The relationship of Lysophosphatidylcholine level with mortality in Covid Pneumonia
DOI:
https://doi.org/10.51271/ajh.72Keywords:
COVID-19 pneumonia, Lysophosphatidylcholine levels, mortalityAbstract
INTRODUCTION: The aim of this study was to investigate the relationship between serum Lysophosphatidylcholine (LPC) levels and mortality in patients diagnosed with Covid-19 admitted to the emergency department and hospitalised.
METHODS: The study was designed as a prospective, cross-sectional study. The effect of serum LPC levels taken on days 1 and 5 on prognosis in patients diagnosed with Covid 19 in the emergency department was investigated.

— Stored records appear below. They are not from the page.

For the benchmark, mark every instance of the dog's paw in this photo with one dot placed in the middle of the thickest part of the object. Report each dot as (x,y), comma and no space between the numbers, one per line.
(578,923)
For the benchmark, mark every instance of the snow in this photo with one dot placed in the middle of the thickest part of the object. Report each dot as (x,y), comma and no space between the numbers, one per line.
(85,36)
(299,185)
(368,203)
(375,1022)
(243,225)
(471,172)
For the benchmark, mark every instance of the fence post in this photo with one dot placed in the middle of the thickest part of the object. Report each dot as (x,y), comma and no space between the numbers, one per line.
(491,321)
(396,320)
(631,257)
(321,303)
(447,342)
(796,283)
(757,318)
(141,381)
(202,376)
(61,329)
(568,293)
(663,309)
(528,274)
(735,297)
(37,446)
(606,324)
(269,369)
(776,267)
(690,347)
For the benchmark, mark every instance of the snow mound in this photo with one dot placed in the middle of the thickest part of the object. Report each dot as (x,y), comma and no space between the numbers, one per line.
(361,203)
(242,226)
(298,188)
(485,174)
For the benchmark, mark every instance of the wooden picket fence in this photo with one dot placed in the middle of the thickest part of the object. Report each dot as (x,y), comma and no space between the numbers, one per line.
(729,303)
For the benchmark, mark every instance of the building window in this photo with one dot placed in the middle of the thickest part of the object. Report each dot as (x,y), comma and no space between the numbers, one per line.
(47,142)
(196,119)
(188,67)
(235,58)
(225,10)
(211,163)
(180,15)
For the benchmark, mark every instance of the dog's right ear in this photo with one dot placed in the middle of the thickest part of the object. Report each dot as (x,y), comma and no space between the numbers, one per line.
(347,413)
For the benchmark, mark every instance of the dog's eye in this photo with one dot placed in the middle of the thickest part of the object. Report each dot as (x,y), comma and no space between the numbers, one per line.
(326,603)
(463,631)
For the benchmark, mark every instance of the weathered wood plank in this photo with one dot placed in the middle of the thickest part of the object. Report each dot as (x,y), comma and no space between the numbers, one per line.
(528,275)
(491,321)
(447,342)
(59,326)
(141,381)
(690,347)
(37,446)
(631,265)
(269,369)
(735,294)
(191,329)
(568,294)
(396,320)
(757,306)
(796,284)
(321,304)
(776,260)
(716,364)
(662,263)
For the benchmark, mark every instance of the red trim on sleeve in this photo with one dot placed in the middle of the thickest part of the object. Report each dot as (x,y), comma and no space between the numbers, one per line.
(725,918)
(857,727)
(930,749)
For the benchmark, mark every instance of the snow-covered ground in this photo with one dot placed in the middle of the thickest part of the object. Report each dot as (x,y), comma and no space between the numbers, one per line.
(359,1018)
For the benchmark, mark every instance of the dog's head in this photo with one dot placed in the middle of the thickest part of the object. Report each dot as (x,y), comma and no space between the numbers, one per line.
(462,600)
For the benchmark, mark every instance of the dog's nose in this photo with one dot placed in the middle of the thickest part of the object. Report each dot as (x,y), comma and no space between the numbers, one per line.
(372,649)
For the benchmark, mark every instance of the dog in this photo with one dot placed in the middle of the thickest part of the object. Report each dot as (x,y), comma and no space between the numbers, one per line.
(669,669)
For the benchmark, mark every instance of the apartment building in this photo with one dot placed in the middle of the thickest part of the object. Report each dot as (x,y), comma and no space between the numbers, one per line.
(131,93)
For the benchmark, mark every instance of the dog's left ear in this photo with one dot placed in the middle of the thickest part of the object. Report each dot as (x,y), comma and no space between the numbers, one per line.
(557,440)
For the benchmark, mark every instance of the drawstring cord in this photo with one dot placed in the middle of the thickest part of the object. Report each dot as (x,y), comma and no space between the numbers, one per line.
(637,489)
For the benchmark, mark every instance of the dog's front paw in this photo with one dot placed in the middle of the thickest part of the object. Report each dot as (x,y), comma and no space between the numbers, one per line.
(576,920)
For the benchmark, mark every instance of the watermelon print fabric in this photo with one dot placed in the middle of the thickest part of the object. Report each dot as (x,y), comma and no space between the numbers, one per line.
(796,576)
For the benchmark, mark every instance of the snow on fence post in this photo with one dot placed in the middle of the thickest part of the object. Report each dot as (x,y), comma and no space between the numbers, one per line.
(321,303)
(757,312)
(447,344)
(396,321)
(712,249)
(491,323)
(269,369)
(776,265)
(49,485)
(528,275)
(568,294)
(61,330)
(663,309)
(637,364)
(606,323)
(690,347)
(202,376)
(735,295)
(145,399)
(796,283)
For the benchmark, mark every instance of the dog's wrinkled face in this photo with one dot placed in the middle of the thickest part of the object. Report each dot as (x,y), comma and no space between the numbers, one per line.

RESULTS: The average age of the patients included in our study was 73.9, with males constituting 56.8%. The most common comorbidities were hypertension (72.7%) and diabetes mellitus (43.2%). The most common presenting symptoms were fatigue and widespread body pain, cough, and dyspnoea, consistent with the cardinal symptoms of the disease. After the emergency department visit, 77.3% of the patients were hospitalized, while 22.7% were admitted to the intensive care unit. 79.5% were discharged, while 20.5% died. In the group with fatal outcomes, the day 1 LPC level was significantly lower (p < 0.05) compared to the discharged group. A significant [Area under the curve (AUC): 0.830; Confidence Interval (CI): 0.683-0.977)] effectiveness of the 10000-cut-off value of LPC on the 1st day was observed in distinguishing between patients discharged and deceased. The sensitivity was 88.9%, positive predictive value 50.0%, specificity 77.1%, and negative predictive value 96.4%.
DISCUSSION AND CONCLUSION: We found that the day 1 LPC level may be a valuable biomarker for prognosis in patients presenting to the emergency department with Covid pneumonia due to its high sensitivity, moderate specificity, and advanced negative predictive value for mortality.